Ramlogan was smoothing out the oilcloth with both hands and dusting away some crumbs, mere specks. ‘I know,’ he said apologetically, ‘that for a man like you, educated and reading books night and day, shopkeeping is a low thing. But I don’t care what people think. You, sahib, answer me this as a educated man: you does let other people worry you?’
Ganesh, gargling, thought at once of Miller and the row at the school in Port of Spain, but when he spat out the water into the yard he said, ‘Nah. I don’t care what people say.’
Ramlogan pounded across the floor and took the brass jar from Ganesh. ‘I go put this away, sahib. You sit down in the hammock. Ooops! Let me dust it for you first.’
When he had seated Ganesh, Ramlogan started to walk up and down in front of the hammock.
‘People can’t harm me,’ he said, holding his hands at his back. ‘All right, people don’t like me. All right, they stop coming to my shop. That harm me? That change my cha’acter? I just go to San Fernando and open a little stall in the market. No, don’t stop me, sahib. Is exactly what I would do. Take a stall in the market. And what happen? Tell me, what happen?’
Ganesh belched again, softly.
‘What happen?’ Ramlogan gave a short crooked laugh. ‘Bam!

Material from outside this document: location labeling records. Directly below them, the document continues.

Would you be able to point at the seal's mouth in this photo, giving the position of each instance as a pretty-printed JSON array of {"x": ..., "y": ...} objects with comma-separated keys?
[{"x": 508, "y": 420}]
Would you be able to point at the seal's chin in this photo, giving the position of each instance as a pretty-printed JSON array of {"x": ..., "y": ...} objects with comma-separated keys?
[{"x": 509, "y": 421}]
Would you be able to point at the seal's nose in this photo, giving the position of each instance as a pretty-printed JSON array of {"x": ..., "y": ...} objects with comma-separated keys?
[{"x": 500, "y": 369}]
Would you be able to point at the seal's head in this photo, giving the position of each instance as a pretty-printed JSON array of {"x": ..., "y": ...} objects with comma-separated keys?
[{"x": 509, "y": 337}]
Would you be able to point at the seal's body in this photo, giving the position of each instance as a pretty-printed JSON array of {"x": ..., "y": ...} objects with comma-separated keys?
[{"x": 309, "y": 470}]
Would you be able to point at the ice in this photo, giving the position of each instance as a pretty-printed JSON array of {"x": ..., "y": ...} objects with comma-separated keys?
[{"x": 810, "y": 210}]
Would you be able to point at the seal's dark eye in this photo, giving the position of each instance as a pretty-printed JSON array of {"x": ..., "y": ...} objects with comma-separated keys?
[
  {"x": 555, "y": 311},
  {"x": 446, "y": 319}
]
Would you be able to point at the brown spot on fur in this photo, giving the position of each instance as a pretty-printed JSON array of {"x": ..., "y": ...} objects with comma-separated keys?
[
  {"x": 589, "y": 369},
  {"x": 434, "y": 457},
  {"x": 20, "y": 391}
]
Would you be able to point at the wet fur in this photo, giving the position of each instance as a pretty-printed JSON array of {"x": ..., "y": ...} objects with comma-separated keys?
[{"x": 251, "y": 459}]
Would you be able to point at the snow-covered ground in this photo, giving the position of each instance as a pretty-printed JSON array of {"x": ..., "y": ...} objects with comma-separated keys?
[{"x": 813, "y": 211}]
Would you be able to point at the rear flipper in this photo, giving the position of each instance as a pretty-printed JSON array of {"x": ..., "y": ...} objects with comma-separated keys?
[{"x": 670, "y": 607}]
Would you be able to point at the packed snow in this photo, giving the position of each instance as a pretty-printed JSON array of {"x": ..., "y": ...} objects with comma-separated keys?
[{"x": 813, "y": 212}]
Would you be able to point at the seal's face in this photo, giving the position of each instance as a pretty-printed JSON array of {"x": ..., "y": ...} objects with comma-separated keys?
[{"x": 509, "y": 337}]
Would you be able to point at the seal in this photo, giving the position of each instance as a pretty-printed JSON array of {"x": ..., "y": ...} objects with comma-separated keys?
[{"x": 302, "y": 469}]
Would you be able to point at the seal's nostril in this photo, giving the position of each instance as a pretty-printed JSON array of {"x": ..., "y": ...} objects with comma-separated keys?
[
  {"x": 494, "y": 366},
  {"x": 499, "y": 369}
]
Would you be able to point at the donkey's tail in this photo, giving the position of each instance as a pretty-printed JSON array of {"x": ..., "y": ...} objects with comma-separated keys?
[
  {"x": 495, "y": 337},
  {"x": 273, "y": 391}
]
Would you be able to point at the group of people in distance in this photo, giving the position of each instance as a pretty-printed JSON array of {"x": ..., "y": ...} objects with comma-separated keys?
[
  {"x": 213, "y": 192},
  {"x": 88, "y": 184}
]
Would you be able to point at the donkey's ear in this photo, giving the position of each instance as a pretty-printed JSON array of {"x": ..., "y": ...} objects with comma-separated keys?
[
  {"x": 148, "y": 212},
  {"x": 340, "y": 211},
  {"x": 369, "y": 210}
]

In five years I have a whole chain of grocery shop. Who laughing then? Then you go see them coming round and begging, “Mr Ramlogan” — that’s what it go be then, you know: Mister Ramlogan — “Mr Ramlogan, gimme this, gimme that, Mr Ramlogan.” Begging me to go up for elections and a hundred and one stupid things.’
Ganesh said, ‘You ain’t have to start opening stall in San Fernando market now, thank God.’
‘That is it, sahib. Just just as you say. Is all God work. Count my property now. Is true I is illiterate, but you just sit down in that hammock and count my property.’
Ramlogan was walking and talking with such unusual energy that the sweat broke and shone on his forehead. Suddenly he halted and stood directly in front of Ganesh. He took away his hands from behind his back and started to count off his fingers. ‘Two acres near Chaguanas. Good land, too. Ten acres in Penal. You never know when I could scrape together enough to make the drillers put a oil-well there. A house in Fuente Grove. Not much, but is something. Two three houses in Siparia. Add up all that and you find you looking at a man worth about twelve thousand dollars, cool cool.’